The most popular metals:

In [None]:
plt.figure(figsize = (10, 6))
all_metals = [metal for rows in cartier['metals'].str.split(', ') for metal in rows]
metals = sns.countplot(all_metals, palette = 'magma_r')
metals.set_xlabel('Metal')
metals.set_ylabel('Jewelry count')

White gold is used more often than other metals. Also price distribution for white gold jewelry is higher. From the other hand platinum is not so popular in Cartier boutique, but there are both cheap and expensive platinum jewelry.

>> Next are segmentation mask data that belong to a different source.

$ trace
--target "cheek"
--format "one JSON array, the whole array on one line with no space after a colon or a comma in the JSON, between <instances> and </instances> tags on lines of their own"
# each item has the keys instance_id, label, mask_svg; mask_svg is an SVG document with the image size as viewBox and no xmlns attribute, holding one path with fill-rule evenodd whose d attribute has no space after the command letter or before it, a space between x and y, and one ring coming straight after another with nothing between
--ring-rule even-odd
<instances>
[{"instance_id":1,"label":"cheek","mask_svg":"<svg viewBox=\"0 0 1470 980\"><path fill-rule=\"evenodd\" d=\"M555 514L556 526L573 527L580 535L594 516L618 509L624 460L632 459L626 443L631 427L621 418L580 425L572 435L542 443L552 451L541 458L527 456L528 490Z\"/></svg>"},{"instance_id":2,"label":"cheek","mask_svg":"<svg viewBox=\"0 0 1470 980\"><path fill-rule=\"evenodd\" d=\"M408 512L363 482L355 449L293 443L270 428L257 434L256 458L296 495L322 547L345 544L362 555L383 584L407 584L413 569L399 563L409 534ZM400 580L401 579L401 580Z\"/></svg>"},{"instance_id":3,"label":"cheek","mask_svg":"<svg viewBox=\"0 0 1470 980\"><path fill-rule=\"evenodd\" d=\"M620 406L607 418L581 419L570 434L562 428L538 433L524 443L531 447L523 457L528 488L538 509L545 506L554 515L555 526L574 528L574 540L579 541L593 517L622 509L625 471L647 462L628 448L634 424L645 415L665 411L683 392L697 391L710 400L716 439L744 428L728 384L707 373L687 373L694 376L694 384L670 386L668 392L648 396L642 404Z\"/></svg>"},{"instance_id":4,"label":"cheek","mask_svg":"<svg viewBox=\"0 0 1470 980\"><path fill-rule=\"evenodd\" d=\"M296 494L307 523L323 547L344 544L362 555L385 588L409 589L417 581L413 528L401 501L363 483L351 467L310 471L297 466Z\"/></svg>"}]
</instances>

The most popular coatings:

In [None]:
all_coatings = [metal for rows in cartier[cartier['coatings'] != 'No']['coatings'].str.split(', ') for metal in rows]
coatings = sns.countplot(all_coatings, palette = 'magma_r')
coatings.set_xticklabels(coatings.get_xticklabels(), rotation=90)
coatings.set_xlabel('Coating')
coatings.set_ylabel('Jewelry count')

In [None]:
plt.figure(figsize = (10, 8))
price_metal = sns.swarmplot(y = 'coatings', x = 'price', data = cartier, palette = 'magma_r')
price_metal.set_xlabel('Price')
price_metal.set_ylabel('Coating')

Cartier uses coatings very rare, so there are only few items with coatings. Prices for jewelry with coating are mostly below 50k.

The most popular crystals (or minerals):

In [None]:
plt.figure(figsize = (12, 8))
all_crystals = [metal for rows in cartier[cartier['crystals'] != 'No']['crystals'].str.split(', ') for metal in rows]
crystals = sns.countplot(y = all_crystals, palette = 'Blues_r', order = pd.Series(all_crystals).value_counts().index, )
crystals.set_xticklabels(crystals.get_xticklabels(), rotation=90)
crystals.set_xlabel('Jewelry count')
crystals.set_ylabel('Crystals')

Cartier boutique definitely prefers diamonds!

Some of popular words in Cartier collections and jewelry titles:

In [None]:
from wordcloud import WordCloud, STOPWORDS

# Setting stopwords
stopwords_names = set(STOPWORDS)
stopwords_names.update(['ring', 'Ring', 'bracelet', 'Bracelet', 'necklace', 'Necklace', 'earrings', 'Earrings', 'de', 'Cartier'])

# Creating words list for names
words_in_title = [word for rows in cartier['title'].str.split() for word in rows if word not in stopwords_names]
words = " ".join(word for word in words_in_title)

In [None]:
# Creating a cloud with words from names:
plt.figure(figsize = (10,6))
wordcloud = WordCloud(max_words=30, background_color="white", colormap = 'tab20b').generate(words)
plt.imshow(wordcloud, interpolation='bilinear')
plt.axis("off")
plt.show()

### End

Thank you for reviewing!